Lihatlah bagaimana hati-hatinya salaf dalam menjaga niat mereka, untuk bisa menyampaikan satu hadits saja (yang mungkin hanya beberapa buah kata) dia memperhatikan niatnya berulang-ulang. Bagaimana dengan kita sekarang? Bukan cuma berpuluh-puluh kata yang kita lontarkan, bahkan beribu-ribu kata (tatkala mengisi pengajian, atau memberi pendapat atau nasehat tatkala diminta, atau yang lainnya…) pernahkah kita mengecek niat kita disela-sela pembicaraan kita??. Terkadang seseorang di awal sedang mengisi pengajian, dia mendapati niatnya ikhlas. Namun tatkala di tengah pengajian, disaat dia memandang bagaimana para pendengarnya terkagum-kagum dengan kefasihannya melontarkan dalil disaat itulah syaitan berperan aktif untuk merubah niatnya. Waspadalah wahai para saudaraku… sesungguhnya hanya sedikit yang selamat dari tipu daya syaitan.

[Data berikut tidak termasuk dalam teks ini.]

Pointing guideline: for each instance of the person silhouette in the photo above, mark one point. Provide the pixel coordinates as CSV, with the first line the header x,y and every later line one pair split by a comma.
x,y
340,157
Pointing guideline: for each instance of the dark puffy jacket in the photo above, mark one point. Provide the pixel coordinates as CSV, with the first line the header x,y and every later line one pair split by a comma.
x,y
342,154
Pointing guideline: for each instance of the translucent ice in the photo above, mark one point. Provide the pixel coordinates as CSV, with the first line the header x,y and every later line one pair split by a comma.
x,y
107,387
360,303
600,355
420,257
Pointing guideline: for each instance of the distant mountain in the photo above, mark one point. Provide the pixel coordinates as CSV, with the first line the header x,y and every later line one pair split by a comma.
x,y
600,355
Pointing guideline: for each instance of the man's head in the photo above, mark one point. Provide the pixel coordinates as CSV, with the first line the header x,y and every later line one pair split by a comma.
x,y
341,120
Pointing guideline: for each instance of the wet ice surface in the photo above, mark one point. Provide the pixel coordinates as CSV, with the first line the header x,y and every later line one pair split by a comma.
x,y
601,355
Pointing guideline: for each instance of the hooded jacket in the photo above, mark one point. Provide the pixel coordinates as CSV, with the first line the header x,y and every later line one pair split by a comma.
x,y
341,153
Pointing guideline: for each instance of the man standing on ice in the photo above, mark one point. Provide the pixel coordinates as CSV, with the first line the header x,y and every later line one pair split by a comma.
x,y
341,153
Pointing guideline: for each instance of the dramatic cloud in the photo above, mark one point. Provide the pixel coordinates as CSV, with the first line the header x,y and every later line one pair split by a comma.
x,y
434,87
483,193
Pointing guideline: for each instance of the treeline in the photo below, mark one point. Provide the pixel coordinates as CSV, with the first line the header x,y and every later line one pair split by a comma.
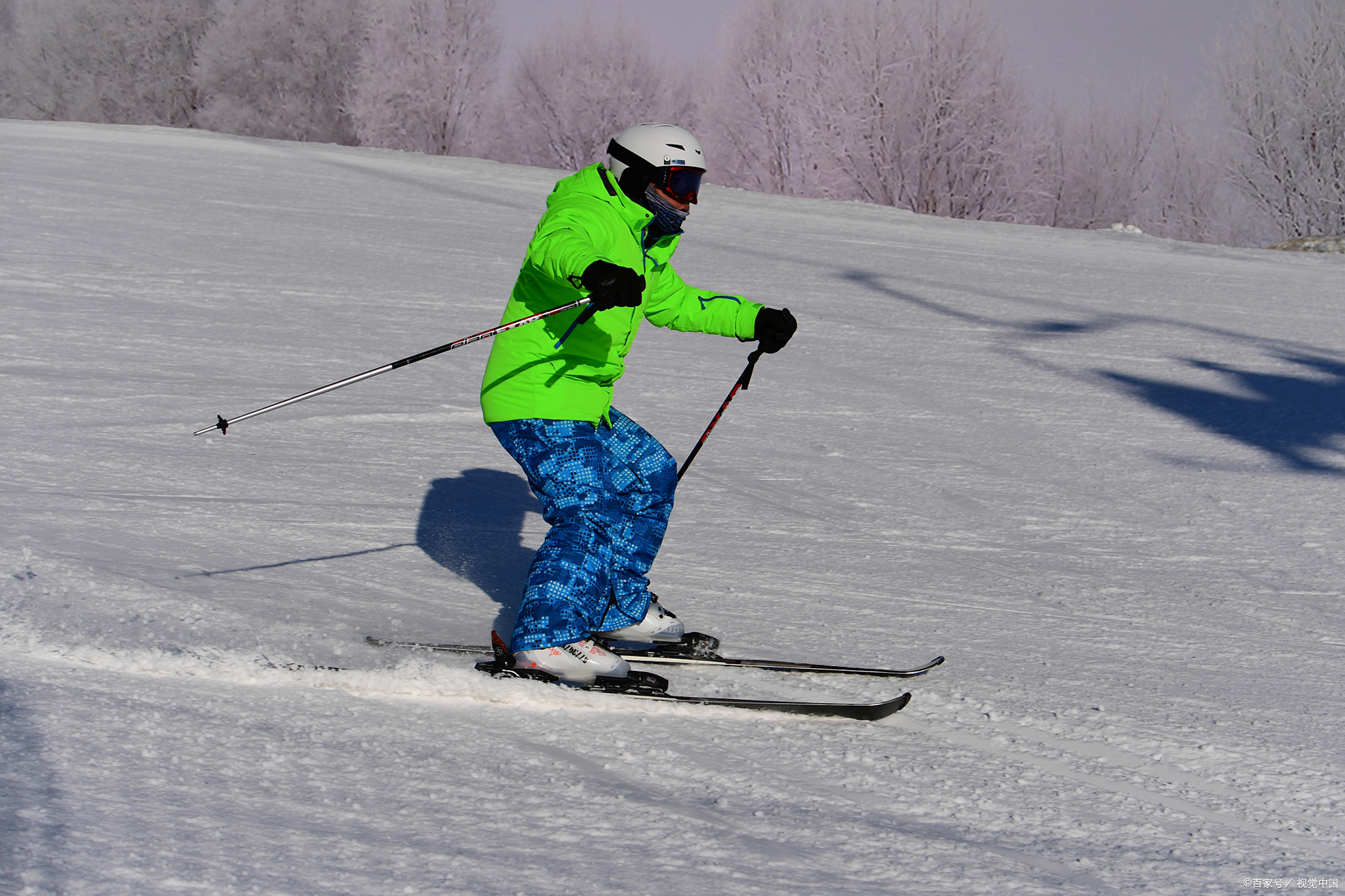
x,y
899,102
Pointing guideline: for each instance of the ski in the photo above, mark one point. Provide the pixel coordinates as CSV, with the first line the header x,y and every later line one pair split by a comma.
x,y
694,649
646,685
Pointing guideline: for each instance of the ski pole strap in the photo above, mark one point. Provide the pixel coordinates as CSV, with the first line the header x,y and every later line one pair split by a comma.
x,y
743,383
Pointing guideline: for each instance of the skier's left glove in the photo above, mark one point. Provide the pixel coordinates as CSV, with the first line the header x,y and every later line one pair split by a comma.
x,y
774,330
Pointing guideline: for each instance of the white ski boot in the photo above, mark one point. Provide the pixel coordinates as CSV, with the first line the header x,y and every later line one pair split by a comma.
x,y
579,662
658,626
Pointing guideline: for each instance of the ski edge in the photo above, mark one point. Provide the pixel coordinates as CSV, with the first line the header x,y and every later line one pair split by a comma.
x,y
858,711
673,660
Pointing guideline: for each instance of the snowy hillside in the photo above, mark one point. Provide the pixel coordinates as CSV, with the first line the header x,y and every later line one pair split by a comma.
x,y
1101,472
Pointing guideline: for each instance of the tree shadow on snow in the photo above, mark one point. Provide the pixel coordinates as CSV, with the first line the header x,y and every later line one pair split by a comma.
x,y
1287,417
32,832
1293,418
472,524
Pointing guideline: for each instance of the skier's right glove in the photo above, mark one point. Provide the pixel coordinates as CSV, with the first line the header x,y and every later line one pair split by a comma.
x,y
774,330
612,286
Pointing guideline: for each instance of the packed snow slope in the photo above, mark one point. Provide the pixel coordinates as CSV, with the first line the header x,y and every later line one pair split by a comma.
x,y
1101,472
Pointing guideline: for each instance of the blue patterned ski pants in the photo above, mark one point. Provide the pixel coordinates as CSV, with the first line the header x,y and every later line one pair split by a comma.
x,y
607,490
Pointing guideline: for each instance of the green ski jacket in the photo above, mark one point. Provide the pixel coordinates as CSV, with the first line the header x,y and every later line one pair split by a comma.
x,y
588,218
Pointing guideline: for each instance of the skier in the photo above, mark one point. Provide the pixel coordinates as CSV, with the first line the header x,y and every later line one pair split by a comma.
x,y
606,484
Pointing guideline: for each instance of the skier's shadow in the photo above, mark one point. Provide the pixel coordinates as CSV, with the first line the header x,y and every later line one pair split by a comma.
x,y
472,524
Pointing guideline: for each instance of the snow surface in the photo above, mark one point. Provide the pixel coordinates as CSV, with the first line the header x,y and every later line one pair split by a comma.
x,y
1101,472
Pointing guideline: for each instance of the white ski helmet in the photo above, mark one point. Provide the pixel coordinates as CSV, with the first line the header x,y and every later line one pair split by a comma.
x,y
667,156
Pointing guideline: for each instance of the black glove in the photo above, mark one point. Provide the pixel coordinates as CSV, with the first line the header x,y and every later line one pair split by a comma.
x,y
611,286
774,330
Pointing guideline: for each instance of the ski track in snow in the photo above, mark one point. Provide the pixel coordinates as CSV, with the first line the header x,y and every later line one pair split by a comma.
x,y
1099,472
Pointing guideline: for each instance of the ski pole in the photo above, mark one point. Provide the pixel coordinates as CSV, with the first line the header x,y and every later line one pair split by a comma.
x,y
743,383
222,425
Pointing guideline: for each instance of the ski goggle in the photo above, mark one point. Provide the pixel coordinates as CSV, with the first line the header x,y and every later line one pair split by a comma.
x,y
680,183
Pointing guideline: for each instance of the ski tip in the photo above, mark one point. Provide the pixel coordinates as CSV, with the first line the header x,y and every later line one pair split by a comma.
x,y
884,710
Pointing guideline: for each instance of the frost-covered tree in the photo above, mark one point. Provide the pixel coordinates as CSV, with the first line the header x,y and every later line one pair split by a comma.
x,y
1283,83
1137,163
121,62
899,102
278,69
755,128
426,74
925,113
580,85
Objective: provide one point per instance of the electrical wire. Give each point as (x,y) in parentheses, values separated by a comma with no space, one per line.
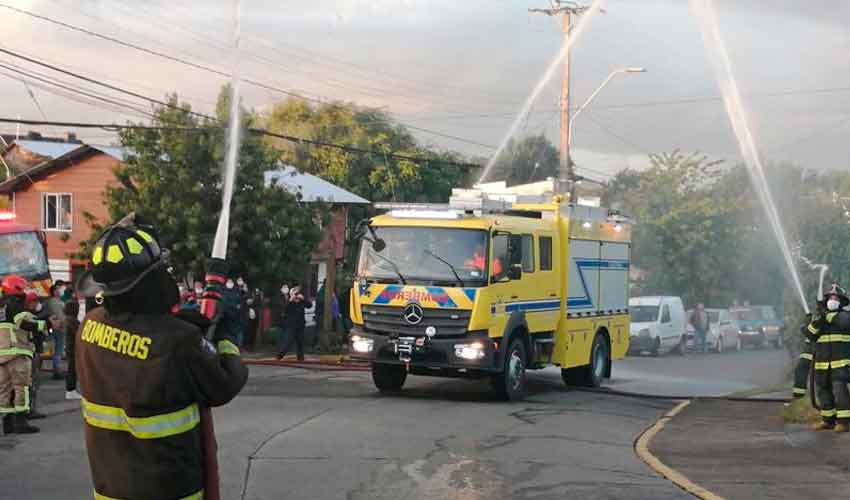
(254,130)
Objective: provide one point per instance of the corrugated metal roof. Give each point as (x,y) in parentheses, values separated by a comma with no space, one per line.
(56,149)
(312,188)
(48,148)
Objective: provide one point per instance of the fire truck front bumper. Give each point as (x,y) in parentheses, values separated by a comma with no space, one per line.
(469,355)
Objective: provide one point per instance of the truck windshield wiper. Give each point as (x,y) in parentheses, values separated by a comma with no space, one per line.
(444,261)
(394,266)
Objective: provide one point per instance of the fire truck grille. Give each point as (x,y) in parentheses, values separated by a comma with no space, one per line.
(390,321)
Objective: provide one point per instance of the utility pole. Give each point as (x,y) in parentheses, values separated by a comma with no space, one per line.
(567,10)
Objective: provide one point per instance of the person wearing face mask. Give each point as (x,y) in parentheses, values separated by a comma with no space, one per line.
(295,322)
(830,334)
(278,307)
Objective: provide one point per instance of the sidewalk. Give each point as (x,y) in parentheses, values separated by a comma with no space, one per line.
(745,450)
(311,361)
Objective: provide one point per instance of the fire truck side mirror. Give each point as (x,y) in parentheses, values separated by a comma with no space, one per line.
(515,272)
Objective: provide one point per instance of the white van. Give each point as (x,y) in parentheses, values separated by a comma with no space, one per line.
(658,324)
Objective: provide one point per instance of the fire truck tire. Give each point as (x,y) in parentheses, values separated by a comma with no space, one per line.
(388,378)
(593,374)
(509,385)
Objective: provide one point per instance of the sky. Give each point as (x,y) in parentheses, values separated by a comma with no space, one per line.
(459,71)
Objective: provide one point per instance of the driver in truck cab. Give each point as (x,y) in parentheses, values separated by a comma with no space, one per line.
(479,261)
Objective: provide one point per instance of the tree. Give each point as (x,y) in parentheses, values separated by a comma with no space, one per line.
(173,179)
(530,159)
(376,177)
(686,229)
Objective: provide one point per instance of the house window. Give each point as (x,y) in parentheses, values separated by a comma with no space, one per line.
(56,212)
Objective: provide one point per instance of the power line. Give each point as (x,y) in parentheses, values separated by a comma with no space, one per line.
(155,52)
(56,83)
(290,138)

Sungguh benarlah perkataan Sufyan Ats-Tsauri, ”Saya tidak pernah menghadapi sesuatu yang lebih berat daripada niat, karena niat itu berbolak-balik (berubah-ubah)” (Hilyatul Auliya (7/ hal 5 dan 62), lihat Jami’ul ‘Ulul wal Hikam hal 70, tahqiq Al-Arnauth).
Kalau seseorang telah selamat dari tipu daya syaitan hingga selesai amalnya, ingatlah…syaitan tidak putus asa. Dia mulai menggelitik hati orang tersebut dan merayu orang tersebut untuk menceritakan amalan solehnya pada manusia, dan syaitan menipunya dengan berkata, ”Ini bukanlah riya…, supaya kamu bisa dicontohi manusia…”. Akhirnya terjebaklah orang tersebut dan diapun mengungkapkan kebaikan-kebaikannya dihadapan orang, maka bisa jadi diapun menceritakan kabaikan-kebaikannya pada manusia karena riya’, maka ini merupakan kecelakaan baginya, atau kalau tidak maka minimal pahalanya berkurang. Karena pahala amalan yang sirr (disembunyikan) lebih baik daripada amalan yang diketahui orang lain.
Allah berfirman, yang artinya:
“Jika kalian menampakkan sedekah kalian maka itu adalah baik sekali. Dan jika kalian menyembunyikannya dan kalian berikan kepada orang-orang fakir maka menyembunyikanya itu lebih baik bagi kalian. Dan Allah akan menghapuskan dari kalian sebagian kesalahan-kesalahan kalian, dan Allah maha mengetahui apa yang kalian kerjakan” (QS. Al-Baqoroh: 271).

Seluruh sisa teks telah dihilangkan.